Acredita-se que aproximadamente 65% das infecções nosocomiais e 80% de todas as infecções microbianas são causadas por biofilmes (RÖMLING; BALSALOBRE, 2012). Essas comunidades de células sésseis são a principal causa de infecções relacionadas a dispositivos médicos, sendo Candida um dos patógenos mais comumente isolados dessas infecções (HIROTA et al., 2016). Uma vez que Candida aderiu e evadiu o sistema imune do

hospedeiro, pode formar biofilmes que colonizam órgãos internos e implantes médicos (CUÉLLAR-CRUZ et al., 2012).

Candida spp. possuem a capacidade de formar biofilme em lentes de contato ou

intraoculares, implantes mamários, cateteres venosos, próteses articulares, acessos de diálise, válvulas prostéticas, marca-passo, dispositivo de assistência ventricular, cateter urinário, implante peniano e derivação ventrículo-peritoneal (CUÉLLAR-CRUZ et al., 2012; KOJIC; DAROUICHE, 2004).

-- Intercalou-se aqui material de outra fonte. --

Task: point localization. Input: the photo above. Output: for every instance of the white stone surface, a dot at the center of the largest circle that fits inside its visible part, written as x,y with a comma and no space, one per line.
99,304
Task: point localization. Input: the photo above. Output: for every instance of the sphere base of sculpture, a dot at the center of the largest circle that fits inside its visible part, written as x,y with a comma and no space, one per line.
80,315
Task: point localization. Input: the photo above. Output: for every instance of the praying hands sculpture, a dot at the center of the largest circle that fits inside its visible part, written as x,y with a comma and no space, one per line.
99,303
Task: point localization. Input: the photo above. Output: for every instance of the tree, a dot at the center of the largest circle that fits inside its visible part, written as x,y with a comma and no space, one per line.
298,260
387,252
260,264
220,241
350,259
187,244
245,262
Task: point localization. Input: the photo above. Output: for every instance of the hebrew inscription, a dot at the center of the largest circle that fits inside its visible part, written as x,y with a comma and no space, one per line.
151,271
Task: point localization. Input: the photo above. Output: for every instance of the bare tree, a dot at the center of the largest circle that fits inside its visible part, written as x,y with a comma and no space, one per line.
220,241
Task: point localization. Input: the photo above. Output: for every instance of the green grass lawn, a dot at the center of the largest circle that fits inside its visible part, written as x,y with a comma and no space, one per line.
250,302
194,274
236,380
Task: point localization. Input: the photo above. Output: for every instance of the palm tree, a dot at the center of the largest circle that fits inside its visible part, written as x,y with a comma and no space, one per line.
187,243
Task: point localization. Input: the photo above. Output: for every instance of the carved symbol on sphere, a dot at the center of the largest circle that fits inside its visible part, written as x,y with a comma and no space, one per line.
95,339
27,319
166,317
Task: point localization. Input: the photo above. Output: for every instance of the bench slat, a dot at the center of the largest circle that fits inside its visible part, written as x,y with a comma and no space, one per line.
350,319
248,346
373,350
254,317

Essas infecções associadas a implantes são inerentemente difíceis de tratar e podem requerer terapia antifúngica a longo-prazo e a remoção física do implante para controle da infecção (KOJIC; DAROUICHE, 2004; RAMAGE et al., 2012).

C. tropicalis possui uma notável capacidade de aderir a superfícies abióticas,

células humanas e tecidos (NEGRI et al., 2012). Infecções por biofilme de C. tropicalis já foram relatadas em dispositivos de assistência ventricular, derivação ventrículo-peritoneal e

plug de ponto lacrimal (CECCARELLI et al., 2016; KOJIC; DAROUICHE, 2004; YOKOI et

al., 2000). Os biofilmes maduros desta espécie apresentam-se como uma densa rede de leveduras e células filamentosas evidentes, sendo os isolados clínicos de C. tropicalis classificados como ótimos formadores de biofilme (SILVA et al., 2012), por vezes com porcentagens de produção de biofilmes maiores que as encontradas para C. albicans (CUÉLLAR-CRUZ et al., 2012).

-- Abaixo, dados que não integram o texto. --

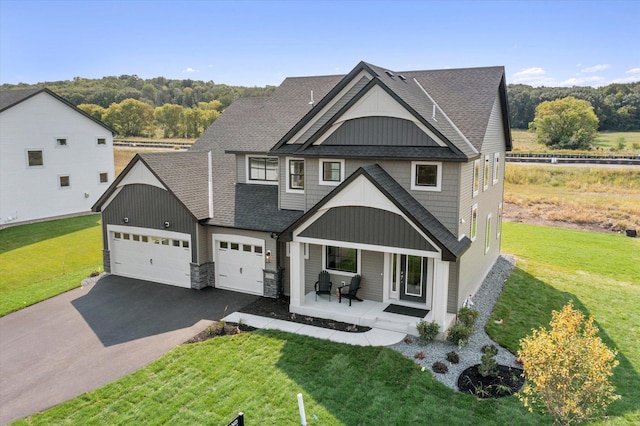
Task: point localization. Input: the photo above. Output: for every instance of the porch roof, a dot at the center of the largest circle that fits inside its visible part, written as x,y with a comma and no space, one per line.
451,247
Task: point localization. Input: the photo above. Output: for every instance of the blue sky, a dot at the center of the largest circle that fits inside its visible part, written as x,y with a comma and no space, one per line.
255,43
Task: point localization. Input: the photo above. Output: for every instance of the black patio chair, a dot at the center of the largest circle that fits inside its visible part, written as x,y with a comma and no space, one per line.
323,285
350,292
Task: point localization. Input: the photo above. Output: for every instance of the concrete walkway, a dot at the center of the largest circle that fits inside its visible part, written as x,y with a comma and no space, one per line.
373,337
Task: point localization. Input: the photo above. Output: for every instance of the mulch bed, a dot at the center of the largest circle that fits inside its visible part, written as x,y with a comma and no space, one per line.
507,381
279,309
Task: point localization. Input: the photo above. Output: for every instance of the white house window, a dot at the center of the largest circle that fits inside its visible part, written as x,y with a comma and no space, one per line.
295,179
474,222
263,169
426,176
64,181
486,172
341,259
331,172
487,237
35,158
476,177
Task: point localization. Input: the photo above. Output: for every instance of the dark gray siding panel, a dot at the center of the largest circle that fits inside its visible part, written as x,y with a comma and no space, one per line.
368,226
379,131
148,206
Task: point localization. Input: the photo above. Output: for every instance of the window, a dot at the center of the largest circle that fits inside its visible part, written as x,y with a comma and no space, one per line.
35,158
331,172
486,172
64,181
342,259
426,176
263,169
476,177
487,237
296,175
474,221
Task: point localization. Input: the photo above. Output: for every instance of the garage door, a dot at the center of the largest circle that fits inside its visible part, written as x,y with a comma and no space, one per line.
239,263
151,254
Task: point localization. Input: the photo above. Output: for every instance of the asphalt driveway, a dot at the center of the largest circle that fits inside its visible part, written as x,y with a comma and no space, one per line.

Biofilmes maduros de C. tropicalis (Figura 5) são constituídos de uma densa rede de células de leveduras e filamentos, como observado por Bizerra et al. (2008), porém algumas cepas podem apresentar biofilme composto apenas por blastoconídios (SILVA et al., 2009). Além disso, dependendo da cepa, o biofilme produzido pode ser espesso com co- agregados celulares ou monocamadas descontínuas de leveduras aderidas à superfície (SILVA et al., 2009). Deorukhkar, Saini e Mathew (2014) observaram que cepas de C. tropicalis isoladas de urina apresentaram a maior produção de biofilme entre isolados de diferentes sítios.

Um estudo realizado por Galán-Ladero et al. (2013) reportou que cepas de C.

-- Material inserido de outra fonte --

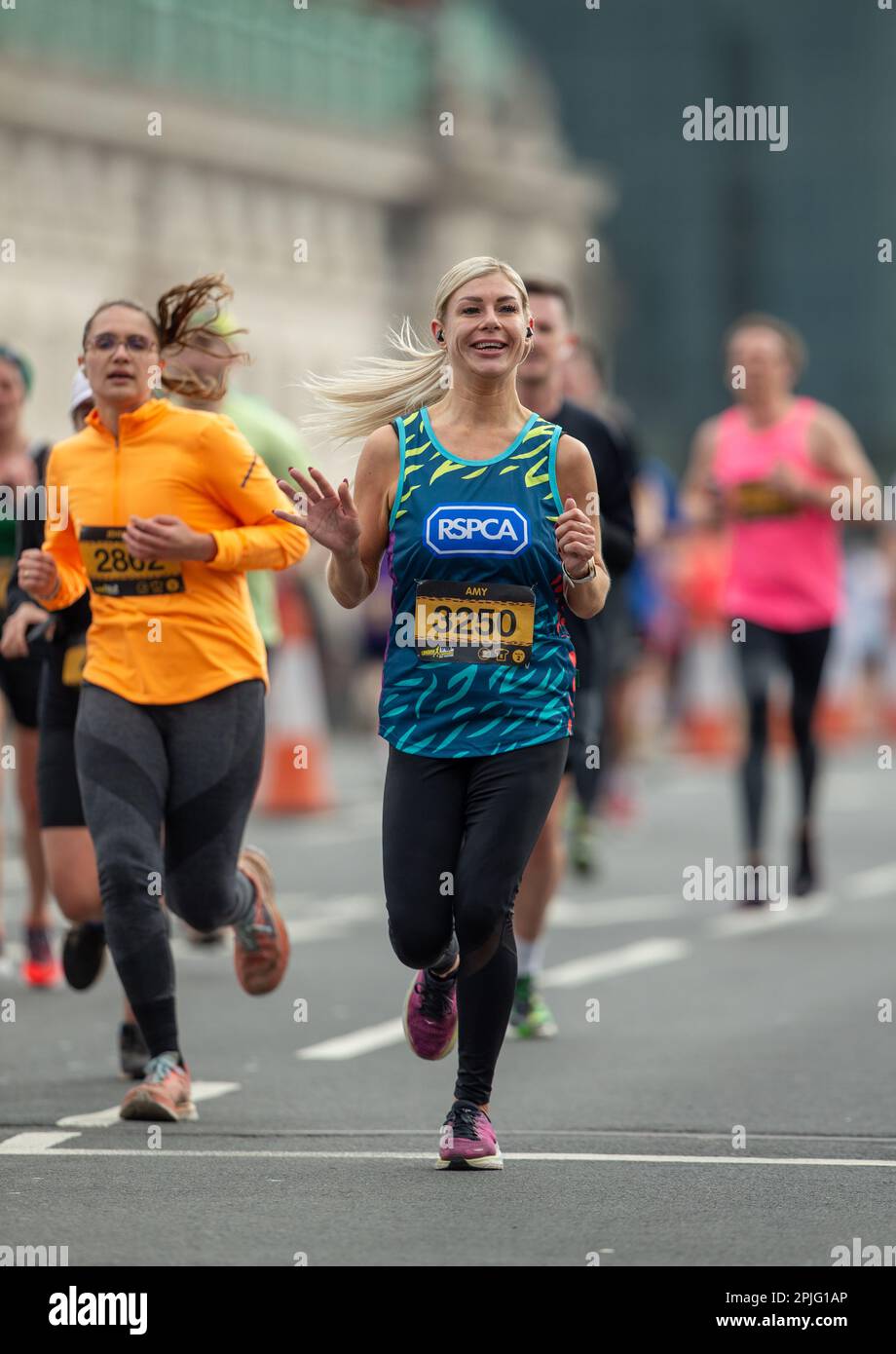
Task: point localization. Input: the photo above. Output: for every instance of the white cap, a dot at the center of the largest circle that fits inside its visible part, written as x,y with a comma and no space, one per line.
82,392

tropicalis que apresentavam maiores taxas de filamentação e hidrofobicidade de superfície

celular apresentaram maior capacidade de formação de biofilme. O pH do meio também influencia o biofilme, sendo que C. tropicalis apresenta uma produção mais pronunciada de biofilme em pH neutro ou alcalino (pH 7 a 8), apresentando maior taxa de filamentação, espessura do biofilme e quantidade de MEC em pH 8 (FERREIRA et al., 2016).

FONTE: CEMM (2017).

Figura 5. Microscopia eletrônica de varredura (A) e microscopia confocal de varredura a laser (B) de

biofilmes maduro de Candida tropicalis. Observa-se uma arquitetura complexa composta de blastoconídios (setas pretas) e filamentos (setas brancas). Na microscopia confocal (B), células em verde são viáveis, enquanto em vermelho são células mortas. As barras laterais (B) indicam a espessura do biofilme. Aumento: 2000x (A), 400x (B).

A MEC do biofilme de C. tropicalis é composta majoritariamente por hexosamina Outros compostos são encontrados em menores concentrações, como carboidratos, proteínas, fósforo e ácido urônico (AL-FATTANI; DOUGLAS, 2006; SILVA et al., 2009). Tratamento com lipase tipo VII, quitinase e licase induz uma redução da biomassa do biofilme de C.

tropicalis, enquanto DNase I e proteinase K não apresentam efeito (AL-FATANNI;

DOUGLAS, 2006). Quando os biofilmes pré-formados de C. tropicalis são tratados com anfotericina B, há um aumento na concentração de proteínas e carboidratos na MEC (FERNANDES; SILVA; HENRIQUES, 2015).

Além dos fatores de virulência envolvidos na capacidade do fungo em causar e estabelecer infecção, é importante destacar a importância do surgimento de cepas fúngicos apresentando resistência a drogas antifúngicas utilizadas na clínica, o qual é considerado um dos fatores implicados no aumento de infecções por Candida, principalmente casos de candidemia persistente (SINGH; FATIMA; HAMEED, 2015).